On lit au procès-verbal du 19 décembre 1789: «M. Sage rend compte de ce qui a été fait dans le cabinet de l’Académie. M. le dauphin et Madame royale sont venus, dit-il, voir le cabinet de l’Académie; les dix petits tableaux mouvants qui s’y trouvaient ayant paru fixer leur attention, il a pris sur lui d’en offrir un à M. le dauphin et un autre à Madame.

«L’Académie a approuvé ce qu’avait fait M. Sage.»

Trois mois après, le 22 mars 1790: «M. Tillet a dit que le dauphin, en venant voir le cabinet de l’Académie, avait remarqué une petite pompe en cuivre et manifesté le désir de la posséder; la compagnie a décidé unanimement que le trésorier serait autorisé à ne rien refuser de tout ce qui pourrait flatter M. le dauphin quand il lui faisait l’honneur de visiter son cabinet.

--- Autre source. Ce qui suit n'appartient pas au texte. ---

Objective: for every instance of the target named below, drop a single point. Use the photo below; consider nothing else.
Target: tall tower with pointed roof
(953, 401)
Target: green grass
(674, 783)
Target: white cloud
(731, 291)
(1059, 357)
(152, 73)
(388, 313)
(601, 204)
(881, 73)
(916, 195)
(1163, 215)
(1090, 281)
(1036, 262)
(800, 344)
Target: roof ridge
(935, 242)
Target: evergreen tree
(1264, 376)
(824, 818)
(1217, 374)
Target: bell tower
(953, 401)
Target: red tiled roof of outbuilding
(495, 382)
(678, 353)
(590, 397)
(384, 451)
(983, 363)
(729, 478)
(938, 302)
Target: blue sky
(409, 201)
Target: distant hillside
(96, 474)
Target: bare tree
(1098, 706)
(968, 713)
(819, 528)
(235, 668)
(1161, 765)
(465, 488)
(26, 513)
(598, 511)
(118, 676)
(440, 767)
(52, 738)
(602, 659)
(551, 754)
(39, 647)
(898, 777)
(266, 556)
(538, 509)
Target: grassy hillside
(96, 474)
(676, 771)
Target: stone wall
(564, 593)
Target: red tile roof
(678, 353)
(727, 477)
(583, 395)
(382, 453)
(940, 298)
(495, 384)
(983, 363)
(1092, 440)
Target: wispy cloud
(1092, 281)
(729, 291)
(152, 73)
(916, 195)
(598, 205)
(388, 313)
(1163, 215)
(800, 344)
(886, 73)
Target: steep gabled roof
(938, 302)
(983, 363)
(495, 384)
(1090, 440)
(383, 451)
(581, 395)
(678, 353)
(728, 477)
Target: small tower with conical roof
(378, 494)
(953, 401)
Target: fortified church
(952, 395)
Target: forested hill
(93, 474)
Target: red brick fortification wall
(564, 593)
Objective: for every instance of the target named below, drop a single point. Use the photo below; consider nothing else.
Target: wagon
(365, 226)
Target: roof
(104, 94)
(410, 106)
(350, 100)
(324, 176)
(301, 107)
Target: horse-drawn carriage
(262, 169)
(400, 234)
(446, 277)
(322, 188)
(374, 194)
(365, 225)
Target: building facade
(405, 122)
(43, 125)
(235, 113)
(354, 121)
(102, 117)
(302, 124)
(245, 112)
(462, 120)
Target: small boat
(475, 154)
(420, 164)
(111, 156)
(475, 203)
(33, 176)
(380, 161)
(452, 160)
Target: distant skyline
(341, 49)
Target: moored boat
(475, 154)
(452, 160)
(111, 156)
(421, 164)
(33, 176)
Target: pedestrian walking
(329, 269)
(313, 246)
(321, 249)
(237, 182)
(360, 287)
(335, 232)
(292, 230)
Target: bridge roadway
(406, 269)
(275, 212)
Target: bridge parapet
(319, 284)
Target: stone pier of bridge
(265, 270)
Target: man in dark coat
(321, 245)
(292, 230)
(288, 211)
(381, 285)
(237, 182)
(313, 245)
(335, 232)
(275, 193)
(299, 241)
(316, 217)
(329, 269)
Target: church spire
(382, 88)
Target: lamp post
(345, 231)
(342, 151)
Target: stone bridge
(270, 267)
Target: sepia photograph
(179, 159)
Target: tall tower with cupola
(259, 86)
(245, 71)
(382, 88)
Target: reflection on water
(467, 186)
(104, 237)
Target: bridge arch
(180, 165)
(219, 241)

«Le 21 avril 1790 enfin, l’Académie, dit encore le procès-verbal rédigé par Condorcet, a eu l’honneur de recevoir M. le dauphin et de l’accompagner dans son cabinet.»

La nomination des membres de l’Académie était au nombre des attributions laissées au roi, qui en fait, dans ces circonstances, ne pouvait se dispenser de confirmer purement et simplement le choix qui lui était proposé; mécontent peut-être d’un tel rôle, il voulut une fois s’y soustraire. Le 12 décembre 1790, le ministre de Saint-Priest, informé par l’Académie qu’elle présente Saussure et Maskeline pour une place d’associé étranger, répondit immédiatement: que Sa Majesté lui a ordonné de marquer à l’Académie qu’elle laisse à elle-même le soin de faire le choix et de l’annoncer à celui qu’elle préférera. Le refus du roi, loin d’être accueilli comme une occasion de tourner en habitude et en droit acquis une liberté gracieusement offerte, semble affliger au contraire et embarrasser l’Académie.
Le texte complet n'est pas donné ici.